Growing Perpetuity − It keeps growing as per the stock market. Perpetuity changes.

Example − Real Estate.

### Formula

The formula of Constant Perpetuity: PV=C/R, i.e., PV is Present value, C is cash flow and R is Rate of Interest.

The formula of Growing Perpetuity: PV=C/R-G, i.e., PV is Present Value, C is cash flow, R is Rate of Interest, and G is Growth Rate.

### Merits and Demerits of Perpetuity

Following are the Merits of Perpetuity −

The concept of Perpetuity is simple; it can be comprehended easily.

Perpetuity offers financial security and social security since perpetuity is received throughout one’s life.

Perpetuity offers better and more beneficial investments. If one faces losses in stocks, there will be a financial backup. It is prosperous when compared to other bonds.

Perpetuity is less expensive compared to Annuity and any other bond as it does not have fixed years which exists in annuity and other bonds.

Following are the Demerits of Perpetuity −

It is almost impossible and onerous to calculate the face value of perpetuity since there is no fixed number of years.
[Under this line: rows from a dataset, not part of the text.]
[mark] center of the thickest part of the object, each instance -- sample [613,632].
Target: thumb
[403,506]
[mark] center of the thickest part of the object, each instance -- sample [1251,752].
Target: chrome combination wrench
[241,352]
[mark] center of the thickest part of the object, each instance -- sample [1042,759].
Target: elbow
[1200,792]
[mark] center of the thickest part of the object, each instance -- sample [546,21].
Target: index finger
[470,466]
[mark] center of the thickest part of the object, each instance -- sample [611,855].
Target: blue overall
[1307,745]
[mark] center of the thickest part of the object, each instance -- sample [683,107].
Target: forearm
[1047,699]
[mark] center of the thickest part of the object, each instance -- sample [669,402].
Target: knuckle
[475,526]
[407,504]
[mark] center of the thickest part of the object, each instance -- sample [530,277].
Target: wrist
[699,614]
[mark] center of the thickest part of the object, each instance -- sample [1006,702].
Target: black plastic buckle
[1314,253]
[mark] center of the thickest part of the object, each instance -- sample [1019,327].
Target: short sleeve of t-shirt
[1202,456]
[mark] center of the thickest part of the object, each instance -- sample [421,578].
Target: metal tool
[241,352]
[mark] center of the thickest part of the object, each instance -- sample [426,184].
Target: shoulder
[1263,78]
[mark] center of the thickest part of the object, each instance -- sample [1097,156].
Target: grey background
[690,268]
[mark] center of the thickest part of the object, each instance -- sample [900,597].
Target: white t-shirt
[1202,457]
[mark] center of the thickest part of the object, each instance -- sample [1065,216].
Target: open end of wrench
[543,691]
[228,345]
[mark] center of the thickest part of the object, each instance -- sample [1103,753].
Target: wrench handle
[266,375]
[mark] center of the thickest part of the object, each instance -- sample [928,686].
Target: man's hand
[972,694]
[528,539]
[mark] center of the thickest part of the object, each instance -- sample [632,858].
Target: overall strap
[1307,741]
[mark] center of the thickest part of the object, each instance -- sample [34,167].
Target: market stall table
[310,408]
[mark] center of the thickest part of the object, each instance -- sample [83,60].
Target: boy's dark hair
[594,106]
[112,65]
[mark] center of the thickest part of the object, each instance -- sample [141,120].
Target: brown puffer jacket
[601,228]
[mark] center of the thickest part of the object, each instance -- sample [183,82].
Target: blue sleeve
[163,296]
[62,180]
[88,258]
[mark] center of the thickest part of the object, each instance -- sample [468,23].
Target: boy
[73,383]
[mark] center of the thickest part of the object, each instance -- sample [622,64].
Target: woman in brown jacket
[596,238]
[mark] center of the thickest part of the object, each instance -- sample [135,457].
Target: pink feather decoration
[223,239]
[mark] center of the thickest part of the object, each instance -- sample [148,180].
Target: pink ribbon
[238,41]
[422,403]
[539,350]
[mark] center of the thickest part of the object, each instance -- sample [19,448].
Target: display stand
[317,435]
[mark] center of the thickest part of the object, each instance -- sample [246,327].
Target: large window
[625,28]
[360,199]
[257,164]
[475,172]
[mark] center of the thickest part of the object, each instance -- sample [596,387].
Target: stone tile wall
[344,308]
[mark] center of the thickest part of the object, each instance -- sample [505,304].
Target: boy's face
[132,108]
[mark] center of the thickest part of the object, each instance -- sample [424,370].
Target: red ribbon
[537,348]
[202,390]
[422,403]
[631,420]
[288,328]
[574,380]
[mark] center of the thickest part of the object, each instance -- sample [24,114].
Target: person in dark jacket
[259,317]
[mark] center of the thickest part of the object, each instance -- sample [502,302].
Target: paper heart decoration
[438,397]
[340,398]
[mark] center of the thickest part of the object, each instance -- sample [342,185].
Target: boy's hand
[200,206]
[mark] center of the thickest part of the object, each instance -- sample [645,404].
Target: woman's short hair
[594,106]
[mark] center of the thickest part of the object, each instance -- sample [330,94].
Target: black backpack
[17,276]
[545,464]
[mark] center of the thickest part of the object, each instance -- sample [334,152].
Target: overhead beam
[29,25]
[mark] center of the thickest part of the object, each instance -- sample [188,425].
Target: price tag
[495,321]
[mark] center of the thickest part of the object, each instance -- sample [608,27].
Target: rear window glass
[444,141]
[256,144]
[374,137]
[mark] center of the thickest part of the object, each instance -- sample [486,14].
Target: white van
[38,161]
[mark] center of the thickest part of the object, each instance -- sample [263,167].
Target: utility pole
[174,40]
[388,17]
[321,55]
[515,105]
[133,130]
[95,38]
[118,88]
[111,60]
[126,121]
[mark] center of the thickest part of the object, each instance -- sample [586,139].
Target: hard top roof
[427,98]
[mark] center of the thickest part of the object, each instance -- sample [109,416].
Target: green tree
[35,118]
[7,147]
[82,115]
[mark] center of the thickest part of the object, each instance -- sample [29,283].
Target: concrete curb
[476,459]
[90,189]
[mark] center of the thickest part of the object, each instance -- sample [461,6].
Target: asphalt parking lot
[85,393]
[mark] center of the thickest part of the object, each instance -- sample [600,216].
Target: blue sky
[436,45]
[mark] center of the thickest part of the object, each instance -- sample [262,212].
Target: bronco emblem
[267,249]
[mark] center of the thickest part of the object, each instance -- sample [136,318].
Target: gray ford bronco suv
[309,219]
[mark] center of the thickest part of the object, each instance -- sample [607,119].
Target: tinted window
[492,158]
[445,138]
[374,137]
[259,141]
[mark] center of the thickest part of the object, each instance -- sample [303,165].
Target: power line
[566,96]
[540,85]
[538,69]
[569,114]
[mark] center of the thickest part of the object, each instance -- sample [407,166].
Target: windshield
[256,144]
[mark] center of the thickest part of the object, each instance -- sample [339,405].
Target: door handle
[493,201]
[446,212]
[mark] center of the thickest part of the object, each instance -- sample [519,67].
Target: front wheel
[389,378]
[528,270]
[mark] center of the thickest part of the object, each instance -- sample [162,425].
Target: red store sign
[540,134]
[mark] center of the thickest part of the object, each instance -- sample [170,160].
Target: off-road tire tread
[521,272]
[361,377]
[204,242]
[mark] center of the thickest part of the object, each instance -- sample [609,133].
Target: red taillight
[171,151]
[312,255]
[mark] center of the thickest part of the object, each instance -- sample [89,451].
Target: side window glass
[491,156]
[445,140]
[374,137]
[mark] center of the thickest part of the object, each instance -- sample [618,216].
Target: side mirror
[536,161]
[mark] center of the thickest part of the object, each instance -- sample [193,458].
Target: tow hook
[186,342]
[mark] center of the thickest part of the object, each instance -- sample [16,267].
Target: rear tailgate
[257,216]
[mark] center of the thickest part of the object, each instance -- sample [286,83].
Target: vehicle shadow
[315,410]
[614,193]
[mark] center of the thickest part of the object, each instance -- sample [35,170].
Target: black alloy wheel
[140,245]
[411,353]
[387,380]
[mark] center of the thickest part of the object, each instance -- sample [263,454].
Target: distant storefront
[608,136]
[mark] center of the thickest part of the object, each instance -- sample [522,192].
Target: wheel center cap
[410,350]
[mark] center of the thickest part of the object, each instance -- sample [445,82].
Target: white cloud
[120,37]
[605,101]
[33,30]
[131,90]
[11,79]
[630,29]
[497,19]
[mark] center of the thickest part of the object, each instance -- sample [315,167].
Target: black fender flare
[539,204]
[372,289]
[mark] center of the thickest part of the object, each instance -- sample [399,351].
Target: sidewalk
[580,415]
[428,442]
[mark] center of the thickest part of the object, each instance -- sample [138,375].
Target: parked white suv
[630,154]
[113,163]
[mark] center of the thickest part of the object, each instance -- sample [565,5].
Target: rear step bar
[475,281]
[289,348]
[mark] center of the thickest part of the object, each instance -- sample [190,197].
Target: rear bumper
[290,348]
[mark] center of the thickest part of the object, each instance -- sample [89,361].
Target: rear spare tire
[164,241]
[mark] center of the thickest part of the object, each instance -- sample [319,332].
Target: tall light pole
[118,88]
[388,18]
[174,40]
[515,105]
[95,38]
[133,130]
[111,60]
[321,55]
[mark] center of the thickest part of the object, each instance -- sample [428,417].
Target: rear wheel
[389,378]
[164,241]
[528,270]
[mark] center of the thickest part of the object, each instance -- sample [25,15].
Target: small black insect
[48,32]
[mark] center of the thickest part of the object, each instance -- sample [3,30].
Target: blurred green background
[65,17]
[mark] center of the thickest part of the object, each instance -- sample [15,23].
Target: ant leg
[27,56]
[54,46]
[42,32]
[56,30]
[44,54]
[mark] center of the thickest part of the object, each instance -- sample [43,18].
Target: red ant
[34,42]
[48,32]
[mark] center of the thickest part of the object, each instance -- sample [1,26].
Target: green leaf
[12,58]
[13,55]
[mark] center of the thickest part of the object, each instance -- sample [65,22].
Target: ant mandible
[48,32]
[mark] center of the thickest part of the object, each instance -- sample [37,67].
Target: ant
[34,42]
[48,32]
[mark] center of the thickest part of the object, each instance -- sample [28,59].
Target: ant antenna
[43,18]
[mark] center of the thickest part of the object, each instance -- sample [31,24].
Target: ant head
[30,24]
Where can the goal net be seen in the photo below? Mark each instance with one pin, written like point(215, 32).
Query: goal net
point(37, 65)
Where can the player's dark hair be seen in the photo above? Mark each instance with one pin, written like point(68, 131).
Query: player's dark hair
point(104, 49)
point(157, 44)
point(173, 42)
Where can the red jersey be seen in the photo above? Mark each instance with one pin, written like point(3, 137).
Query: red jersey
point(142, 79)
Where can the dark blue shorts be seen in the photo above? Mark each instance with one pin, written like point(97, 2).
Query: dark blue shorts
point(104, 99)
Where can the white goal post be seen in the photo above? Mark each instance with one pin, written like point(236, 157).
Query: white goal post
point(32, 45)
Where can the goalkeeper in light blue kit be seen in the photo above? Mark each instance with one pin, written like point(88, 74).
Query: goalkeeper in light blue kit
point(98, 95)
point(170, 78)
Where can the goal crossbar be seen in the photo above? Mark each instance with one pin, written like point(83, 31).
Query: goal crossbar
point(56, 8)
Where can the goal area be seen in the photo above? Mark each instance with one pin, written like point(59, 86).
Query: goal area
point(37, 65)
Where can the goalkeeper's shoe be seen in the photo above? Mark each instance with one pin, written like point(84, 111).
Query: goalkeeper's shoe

It is not beneficial as it does not allow investing interest money anywhere else.

It is not a better choice in the long run since one cannot withdraw the money.

## Difference between Annity and Perpetuity

The following comparison table will help you to have a brief understanding and get clarity between Annuity and Perpetuity −

Characteristics | Annuity | Perpetuity |
---|---|---|

Definition | Regular payment for a fixed period
of time. | Regular payment for infinite
time. |

Duration | The duration is limited. | The duration is infinite, it is not
limited. |

Types | There are two types; Ordinary
Annuity and Annuity Due. | No types in perpetuity. |

Method | Payment is paid or received. | Payment is received. |

Calculation | Annuity is calculated by doing
Compound Interest. | Perpetuity is calculated by doing
Simple Interest. |

Future value | Future Value can be calculated. | Future value cannot be
calculated. |

Example | Insurance, EMI | Pension, Scholarship, Constant
Dividend. |

## Conclusion

After comprehending the above information, we can easily differentiate the difference between annuity and perpetuity, that is, their time limit. An annuity is the fixed face value that is paid regularly for fixed numbers of years, while perpetuity is a perpetual annuity, that is, the annuity which is paid *perpetually* or for an infinite time.

Calculations done for the annuity are complex, while calculations done for perpetuity are simple. An annuity is easy to understand, while perpetuity is difficult to understand, and so is its future value, an annuity’s future value can be calculated while for perpetuity, it is almost not possible.